How to Make a Difference in 2016
by Vincent Bevins
Dear friends and family,
I write to wish you happy holidays, but also to ask you for your help. As you know, these are dark times for humanity, for our planet, and for our children.That’s why I have decided to return all of my Christmas gifts this year, and will use the proceeds to make cash donations directly to Mark Zuckerberg. Contributing as much as possible to Mark Zuckerberg, founder and CEO of Facebook, will also be my New Years’ Resolution, and I humbly ask you to join me on this exciting journey.
As you no doubt recently heard, Zuckerberg has pledged to donate ninety-nine percent of the value of his company stock to ambitious future projects that he will define over the course of his life. There are two major advantages to this. The first is that he will save humanity. He is clearly the man best able to decide, unilaterally, how this $45 billion (and counting) should be used. The proof is that he made $45 billion. The second is that since his pledge is actually denominated in Facebook stock, everyone can help, even if you are poor. Economy hit you hard this year? Or just short on cash this Christmas? Or maybe you are even from the developing world, where hundreds of millions of Facebook users reside. Don’t worry! As an alternative to direct cash payments to Zuckberberg, you can simply do everything in your power to push up the value of Facebook stock. Spend as much time on the site as possible. Do all your shopping there. Create and upload great content. Just keep doing what you’ve been doing — but more of it — to make him as rich as possible.

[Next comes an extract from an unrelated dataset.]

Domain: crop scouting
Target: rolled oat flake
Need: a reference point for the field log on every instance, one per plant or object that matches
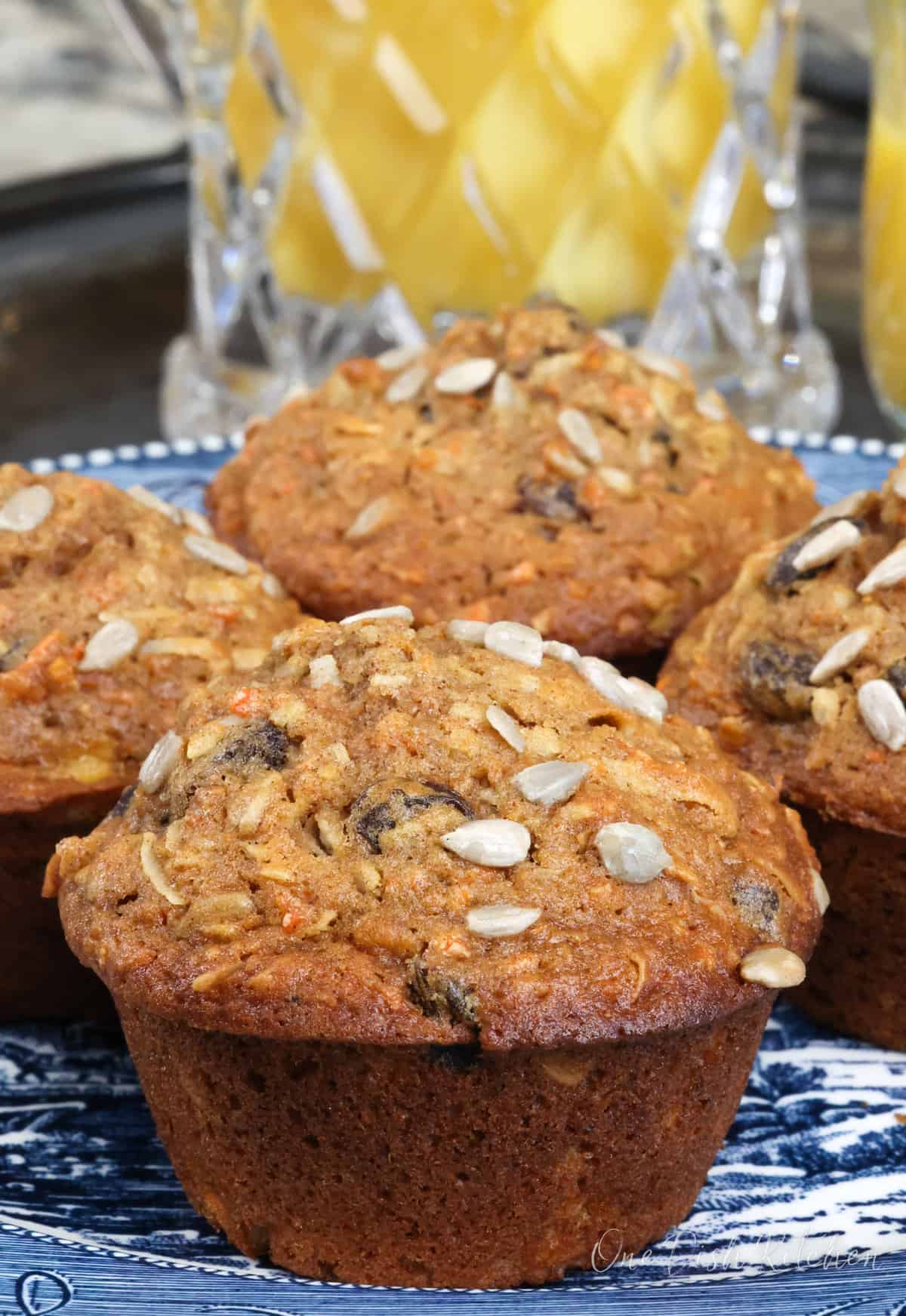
(514, 640)
(504, 920)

Some of my friends have said: Didn’t we sort of do a lot for Zuckerberg already? They say, “Didn’t that guy not even invent anything? Didn’t he just marry three existing technologies — websites, and email, and the sheen of North American university elitism — and then wait for the world’s population to pour their images, writing, and interpersonal communications freely into his servers? Didn’t we actually already make him that $45 billion? And for the last few years, hasn’t he been re-designing the site’s algorithms in an effort to maximize its usage and profitability, consequently fundamentally altering the way our friends and the world are represented to us, with sometimes devastating psychological consequences?”
They’re looking at it wrong. Through the beautiful mechanisms of the market, we’ve successfully carried out an efficient transfer of resources to the man who can best put them to use. It may not have been easy, but no one forced us to sign up Facebook or to keep posting. We poured out our blood, sweat, memes, and identity politics to get him this far.
But think of how much further he could go with our help. Imagine what Zuck could do if he had $50 billion, $60 billion, or even $500 billion. Luckily, we don’t have to imagine, since he laid out very specific ideas in an open letter to his newborn daughter published on Facebook.com.
Can you learn and experience 100 times more than we do today?
Can our generation cure disease so you live much longer and healthier lives?
Can we connect the world so you have access to every idea, person and opportunity?
Can we harness more clean energy so you can invent things we can’t conceive of today while protecting the environment?
Can we cultivate entrepreneurship so you can build any business and solve any challenge to grow peace and prosperity?
How exciting is all of this? But for it all to happen, the world needs to cultivate entrepreneurship. Look around at all that is wrong — so many problems, and not nearly enough businesses to fix them.
Please join me on this quest to help Mark Zuckerberg help the world. I have heard some other idle criticisms from idle people — none of whom have $45 billion — saying things like, “He didn’t even launch a foundation, he just created a limited liability company that can do whatever he wants. Or, if you have $45 billion to spare, it’s not like you can actually use it all to meaningfully buy things, so just launching Pharaonic projects to bend the world to your will sounds like the most fun thing to do anyways. And, if you don’t actually cede control over your resources to to anyone else or some collective decision-making process, it’s not actually charity.”
These points may have some validity. I’m not sure. They are issues which we will, undoubtedly, debate, and resolve over the coming months on Facebook.com. But in the meantime, I will not be caught on the wrong side of history. Will you?
Thank you and Happy New Year. My unborn children thank you, and they thank Mark Zuckerberg.